Ce retournement aggravé par une récolte 2007 médiocre en qualité trouve son origine dans la chute des ventes de vêtements en lin - comme de tous les textiles - à la faveur de la crise. "En période de crise, le textile n’est pas un achat prioritaire pour le consommateur", assure Laurent Vallée responsable technique à la Linière du Ressault au Neubourg (Eure). Les Etats-Unis qui absorbent la moitié de la confection mondiale - produite en Chine, en Inde et au Moyen-Orient - ont été les premiers touchés, dès le début 2008. "Le phénomène s’est ensuite étendu à l’Europe à la faveur de la crise financière devenue une crise de confiance des consommateurs face à l’avenir", explique Gabriel Bénard président de la coopérative Agylin d’Yvetôt (Seine-Maritime).

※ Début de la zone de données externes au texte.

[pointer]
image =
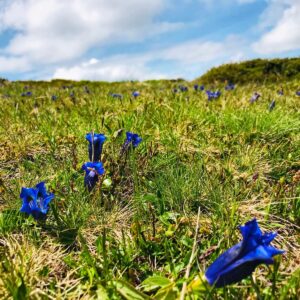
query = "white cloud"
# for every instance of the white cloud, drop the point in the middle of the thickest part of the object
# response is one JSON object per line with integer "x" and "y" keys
{"x": 9, "y": 64}
{"x": 113, "y": 69}
{"x": 188, "y": 57}
{"x": 284, "y": 35}
{"x": 53, "y": 31}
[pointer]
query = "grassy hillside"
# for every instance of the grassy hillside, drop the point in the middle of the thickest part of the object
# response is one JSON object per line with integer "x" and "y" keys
{"x": 255, "y": 71}
{"x": 132, "y": 237}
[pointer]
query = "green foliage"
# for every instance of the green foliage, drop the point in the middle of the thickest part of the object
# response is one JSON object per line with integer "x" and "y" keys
{"x": 254, "y": 71}
{"x": 132, "y": 238}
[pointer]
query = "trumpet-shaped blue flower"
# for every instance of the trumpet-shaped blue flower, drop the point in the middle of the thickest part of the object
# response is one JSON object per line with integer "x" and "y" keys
{"x": 199, "y": 87}
{"x": 280, "y": 92}
{"x": 96, "y": 142}
{"x": 36, "y": 201}
{"x": 92, "y": 172}
{"x": 119, "y": 96}
{"x": 213, "y": 95}
{"x": 229, "y": 87}
{"x": 87, "y": 90}
{"x": 255, "y": 97}
{"x": 135, "y": 94}
{"x": 28, "y": 94}
{"x": 240, "y": 261}
{"x": 272, "y": 105}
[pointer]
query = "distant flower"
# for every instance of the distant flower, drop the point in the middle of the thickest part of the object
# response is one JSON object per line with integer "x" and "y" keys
{"x": 92, "y": 172}
{"x": 280, "y": 92}
{"x": 212, "y": 95}
{"x": 96, "y": 142}
{"x": 255, "y": 97}
{"x": 199, "y": 87}
{"x": 131, "y": 139}
{"x": 229, "y": 87}
{"x": 241, "y": 260}
{"x": 28, "y": 94}
{"x": 36, "y": 201}
{"x": 135, "y": 94}
{"x": 183, "y": 88}
{"x": 119, "y": 96}
{"x": 272, "y": 105}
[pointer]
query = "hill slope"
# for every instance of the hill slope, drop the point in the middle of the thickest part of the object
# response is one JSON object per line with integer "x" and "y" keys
{"x": 257, "y": 70}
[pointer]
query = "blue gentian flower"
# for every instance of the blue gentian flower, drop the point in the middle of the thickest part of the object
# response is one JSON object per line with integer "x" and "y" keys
{"x": 199, "y": 87}
{"x": 212, "y": 95}
{"x": 135, "y": 94}
{"x": 119, "y": 96}
{"x": 28, "y": 94}
{"x": 255, "y": 97}
{"x": 183, "y": 88}
{"x": 280, "y": 92}
{"x": 272, "y": 105}
{"x": 229, "y": 87}
{"x": 131, "y": 139}
{"x": 36, "y": 201}
{"x": 92, "y": 172}
{"x": 96, "y": 142}
{"x": 240, "y": 261}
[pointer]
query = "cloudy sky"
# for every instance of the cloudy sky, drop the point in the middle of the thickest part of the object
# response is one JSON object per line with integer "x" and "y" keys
{"x": 140, "y": 39}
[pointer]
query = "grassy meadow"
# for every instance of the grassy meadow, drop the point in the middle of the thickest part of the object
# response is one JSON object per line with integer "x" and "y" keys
{"x": 203, "y": 168}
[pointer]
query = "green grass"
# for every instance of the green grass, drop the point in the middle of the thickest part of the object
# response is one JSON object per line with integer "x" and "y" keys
{"x": 134, "y": 239}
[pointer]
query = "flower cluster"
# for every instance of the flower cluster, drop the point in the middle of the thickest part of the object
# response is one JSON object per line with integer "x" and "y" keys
{"x": 198, "y": 88}
{"x": 229, "y": 87}
{"x": 212, "y": 95}
{"x": 255, "y": 97}
{"x": 35, "y": 201}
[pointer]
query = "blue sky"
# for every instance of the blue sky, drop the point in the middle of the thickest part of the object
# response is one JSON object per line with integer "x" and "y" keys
{"x": 140, "y": 39}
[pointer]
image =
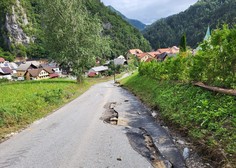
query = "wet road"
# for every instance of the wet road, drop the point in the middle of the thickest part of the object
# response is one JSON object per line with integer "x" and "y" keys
{"x": 77, "y": 136}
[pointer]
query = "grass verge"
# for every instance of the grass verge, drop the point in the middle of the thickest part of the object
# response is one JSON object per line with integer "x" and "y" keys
{"x": 21, "y": 103}
{"x": 208, "y": 118}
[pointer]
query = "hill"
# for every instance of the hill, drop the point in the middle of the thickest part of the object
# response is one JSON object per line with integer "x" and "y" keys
{"x": 136, "y": 23}
{"x": 193, "y": 21}
{"x": 21, "y": 32}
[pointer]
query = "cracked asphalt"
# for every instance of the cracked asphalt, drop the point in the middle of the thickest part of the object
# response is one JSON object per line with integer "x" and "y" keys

Cette chute des ventes s’est ensuite répercutée à rebours sur tous les maillons de la chaîne. "D’après nos informations, les Chinois ont arrété beaucoup de filatures après en avoir ouvert en trop grand nombre ces dernières années sans souci du marché final", assure Franck Bellet. En Normandie, où se concentre près de la moitié de la production du lin européen et celui qui est considéré comme le meilleur au monde, les teilleurs qui emploient un millier de salariés ont été les premiers à réduire la voilure. La Linière du Ressault a programmé du chômage partiel une semaine sur six, Agylin n’a pas renouvelé ses contrats d’intérim ni remplacé ses départs en retraite tandis que Les Teillages Bellet ont différé la mise en service d’une nouvelle ligne de production. Pour enrayer la chute des prix et éviter le gonflement des stocks, les teilleurs européens ont décidé collectivement de rallonger de trois mois la période de teillage de la récolte 2008. A leur suite et pour les mêmes raisons, l’interprofession des liniculteurs a décidé en octobre une baisse drastique des surfaces cultivées, de l’ordre de 35% pour les semis 2009. Elles tomberaient ainsi à 63.000 hectares en Europe dont 50.000 en France et 30.000 en Normandie.
La crise frappe ainsi une filière qui connaissait une embellie spectaculaire avec le transfert de la transformation en Chine. Les prix avaient baissé et le lin jusqu’alors considéré comme un produit de luxe était devenu beaucoup plus accessible. Pour la Normandie, les surfaces cultivées avaient pratiquement doublé depuis le milieu des années 90 pour atteindre les 50.000 hectares en 2005. La Confédération européenne du lin et du chanvre qui regroupe tous les acteurs de la filière se refuse toutefois au défaitisme et a décidé de renforcer sa campagne de promotion en faveur de cette matière considérée comme "écologique". A moyen terme, les uns et les autres misent sur de nouveaux débouchés pour ne plus dépendre des seuls filateurs chinois. Les fibres nobles du lin pourraient ainsi se substituer dans les matériaux composites aux fibres de carbone ou de verre. Les applications potentielles vont du cadre de vélo aux intérieurs de portières en passant par les cannes à pêche et les coques de bateaux ou de planches à voiles.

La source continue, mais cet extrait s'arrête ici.